Pour anticiper la démarche palliative en cancérologie, l’un des axes forts du PRS 2 sera la mise en place de réunions de concertation pluri-professionnelles (RCP) onco–palliatives avec indicateurs de suivi régionaux.

Il nous faut ensuite poursuivre l’acculturation à la démarche palliative. Compte tenu de la nécessité pour le confort des patients et de leur famille de faire intervenir le plus précocement possible les soins palliatifs dans le parcours de patients, les seuls professionnels experts en soins palliatifs ne pourront pas répondre à toutes les demandes, cet axe d’action est donc primordial.

Les directions d’établissements seront incitées à inscrire systématiquement dans les plans de formation des établissements des formations aux soins palliatifs par équipes soignantes de service, du médecin à l’agent de service hospitalier (ASH), ceci en complément des enseignements donnés par les EMSP.

L’ERRSPP veillera à remplir son travail d’enseignement et de formation pour faire diffuser la culture palliative en pédiatrie auprès des professionnels de santé que ce soit dans les services de pédiatrie, auprès des médecins de soins palliatifs pour adultes, en SSR pédiatriques, en HAD et en établissements médico-sociaux pédiatriques.

Pour aider les soignants non formés au repérage des patients relevant des soins palliatifs, en ville ou en établissement, il faut que chacun s’assure de la diffusion et du partage des outils élaborés entre professionnels des soins palliatifs et autres soignants.

Enfin, l’ARS poursuivra le décloisonnement des structures en favorisant des postes partagés et en adaptant par bassin les territoires d’intervention des professionnels de soins palliatifs. L’expérimentation des infirmières de nuit en EHPAD sera étendue.

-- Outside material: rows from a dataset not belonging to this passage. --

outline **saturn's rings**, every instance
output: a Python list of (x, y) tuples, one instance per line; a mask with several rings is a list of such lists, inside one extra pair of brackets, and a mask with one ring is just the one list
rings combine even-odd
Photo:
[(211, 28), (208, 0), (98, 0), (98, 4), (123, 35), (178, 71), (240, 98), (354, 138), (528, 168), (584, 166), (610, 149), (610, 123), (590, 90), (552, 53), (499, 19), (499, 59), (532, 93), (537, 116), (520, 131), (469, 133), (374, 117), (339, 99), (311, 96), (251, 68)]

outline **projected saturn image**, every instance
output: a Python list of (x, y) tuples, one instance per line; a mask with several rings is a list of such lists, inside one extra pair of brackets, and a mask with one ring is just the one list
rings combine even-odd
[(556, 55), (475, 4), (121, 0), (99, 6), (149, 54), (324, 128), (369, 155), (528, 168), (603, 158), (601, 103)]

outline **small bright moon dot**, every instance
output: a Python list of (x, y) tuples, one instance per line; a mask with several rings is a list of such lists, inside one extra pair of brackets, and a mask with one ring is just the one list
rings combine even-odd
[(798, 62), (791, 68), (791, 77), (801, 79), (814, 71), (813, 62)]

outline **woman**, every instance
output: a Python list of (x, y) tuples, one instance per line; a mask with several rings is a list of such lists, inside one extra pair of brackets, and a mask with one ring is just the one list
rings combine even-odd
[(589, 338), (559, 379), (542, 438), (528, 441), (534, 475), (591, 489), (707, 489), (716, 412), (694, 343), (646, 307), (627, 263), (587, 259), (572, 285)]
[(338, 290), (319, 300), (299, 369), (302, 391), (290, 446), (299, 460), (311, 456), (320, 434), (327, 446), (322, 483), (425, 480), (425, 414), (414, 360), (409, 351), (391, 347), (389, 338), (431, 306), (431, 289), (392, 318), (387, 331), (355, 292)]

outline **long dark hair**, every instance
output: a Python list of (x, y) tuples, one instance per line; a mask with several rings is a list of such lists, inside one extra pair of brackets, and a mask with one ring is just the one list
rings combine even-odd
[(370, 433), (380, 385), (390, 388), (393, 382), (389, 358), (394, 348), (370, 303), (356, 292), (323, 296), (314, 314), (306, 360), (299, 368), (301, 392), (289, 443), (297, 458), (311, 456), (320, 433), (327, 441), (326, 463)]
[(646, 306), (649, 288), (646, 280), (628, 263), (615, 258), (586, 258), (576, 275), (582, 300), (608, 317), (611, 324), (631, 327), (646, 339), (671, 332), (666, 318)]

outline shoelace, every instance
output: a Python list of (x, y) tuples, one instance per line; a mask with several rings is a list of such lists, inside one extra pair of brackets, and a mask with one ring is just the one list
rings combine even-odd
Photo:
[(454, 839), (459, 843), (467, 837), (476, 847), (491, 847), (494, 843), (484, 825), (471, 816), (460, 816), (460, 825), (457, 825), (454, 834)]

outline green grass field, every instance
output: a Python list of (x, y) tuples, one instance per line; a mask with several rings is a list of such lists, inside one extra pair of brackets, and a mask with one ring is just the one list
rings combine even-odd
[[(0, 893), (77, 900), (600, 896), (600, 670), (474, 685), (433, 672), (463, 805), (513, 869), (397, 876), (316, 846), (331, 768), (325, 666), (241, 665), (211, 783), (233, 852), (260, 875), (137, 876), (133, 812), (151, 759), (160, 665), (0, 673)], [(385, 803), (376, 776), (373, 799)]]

Le travail de réflexion concernant l’instauration d’astreintes territoriales de soins palliatifs pour l’ensemble de la région Île-de-France pour répondre aux professionnels de santé et notamment aux urgentistes sera poursuivi pour aboutir à sa mise en place.

L’ARS souhaite enfin que sous l’égide de la coordination régionale de soins palliatifs d’Ile-de-France (CORPALIF), chaque coordination départementale reprenne l’animation territoriale des professionnels de santé des soins palliatifs pour veiller, entre autres, à la coordination des parcours patients.